1911 Encyclopædia Britannica/Wodrow, Robert
WODROW, ROBERT (1679-1754), Scottish historian, was born at Glasgow, being a son of James Wodrow, professor of divinity. He was educated at the university and was librarian from 1697 to 1701. From 1703 till his death, on the 21st of March 1734, he was parish minister at Eastwood, near Glasgow. He had sixteen children, his son Patrick being the "auld Wodrow" of Burns's poem "Twa Herds." His great work, The History of the Sufferings of the Church of Scotland from the Restoration to the Revolution, was published in two volumes in 1721-1722 (new ed. with a life of Wodrow by Robert Burns, D.D., 1807-1808).

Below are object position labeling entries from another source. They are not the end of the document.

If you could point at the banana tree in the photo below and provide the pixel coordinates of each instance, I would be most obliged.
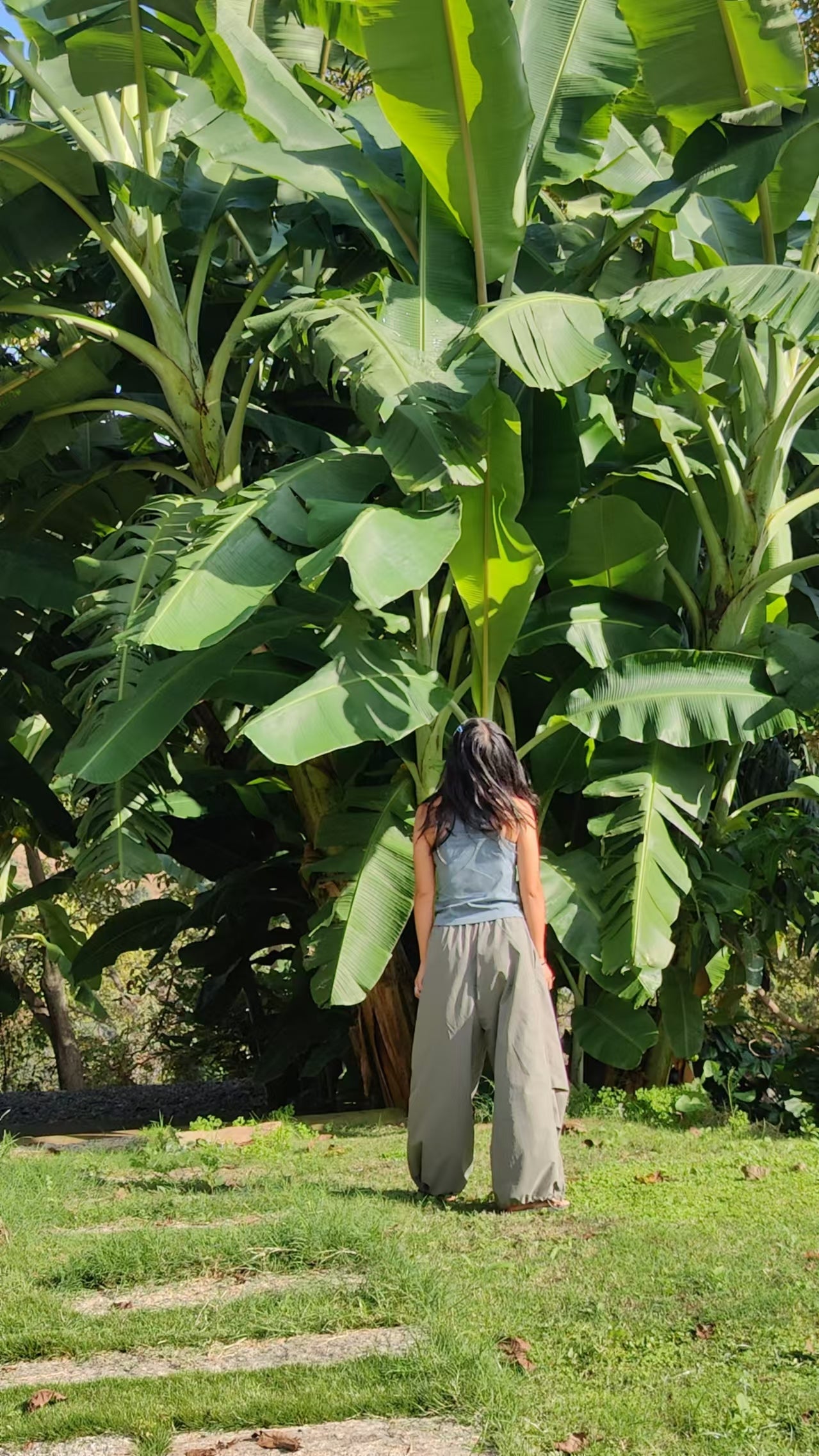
(430, 450)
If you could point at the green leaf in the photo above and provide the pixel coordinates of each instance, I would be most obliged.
(389, 552)
(24, 785)
(600, 625)
(645, 874)
(572, 886)
(700, 59)
(450, 81)
(378, 908)
(50, 887)
(108, 744)
(368, 692)
(614, 1031)
(339, 20)
(550, 339)
(613, 543)
(102, 59)
(788, 299)
(137, 928)
(578, 57)
(681, 696)
(49, 152)
(38, 573)
(495, 566)
(681, 1012)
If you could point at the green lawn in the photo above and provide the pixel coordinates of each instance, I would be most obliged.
(608, 1293)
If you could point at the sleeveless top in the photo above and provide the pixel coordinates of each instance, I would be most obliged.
(476, 878)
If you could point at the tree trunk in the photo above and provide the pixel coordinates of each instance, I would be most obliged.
(658, 1060)
(60, 1031)
(382, 1037)
(61, 1034)
(384, 1030)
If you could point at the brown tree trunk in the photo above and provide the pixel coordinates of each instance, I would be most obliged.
(70, 1072)
(384, 1030)
(382, 1037)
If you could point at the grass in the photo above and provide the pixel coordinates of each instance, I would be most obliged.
(608, 1293)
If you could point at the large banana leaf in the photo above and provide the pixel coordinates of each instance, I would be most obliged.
(614, 1031)
(368, 692)
(232, 564)
(378, 908)
(681, 696)
(341, 339)
(495, 566)
(550, 339)
(600, 625)
(578, 57)
(338, 19)
(450, 81)
(703, 57)
(108, 744)
(389, 552)
(572, 886)
(788, 299)
(644, 870)
(613, 543)
(681, 1012)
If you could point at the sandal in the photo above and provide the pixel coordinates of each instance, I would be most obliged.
(530, 1207)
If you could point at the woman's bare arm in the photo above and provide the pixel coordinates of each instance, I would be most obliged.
(531, 888)
(424, 904)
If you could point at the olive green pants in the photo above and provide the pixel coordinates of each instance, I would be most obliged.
(485, 994)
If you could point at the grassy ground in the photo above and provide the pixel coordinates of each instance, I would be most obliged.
(608, 1293)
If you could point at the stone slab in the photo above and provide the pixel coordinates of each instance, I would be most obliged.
(207, 1291)
(376, 1437)
(217, 1359)
(79, 1446)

Wodrow also wrote a Life (1828) of his father. He left two other works in MS.—Memoirs of Reformers and Ministers of the Church of Scotland, and Analecta: or Materials for a History of Remarkable Providences, mostly relating to Scotch Ministers and Christians. Of the former, two volumes were published by the Maitland Club in 1834-1845 and one volume by the New Spalding Club in 1890; the latter was published in four volumes by the Maitland Club in 1842-1843.
Wodrow left a great mass of correspondence, three volumes of which, edited by T. M'Crie, appeared in 1843-1844. The Wodrow Society, founded in Edinburgh to perpetuate his memory, was in existence from 1841 to 1847, several works being published under its auspices.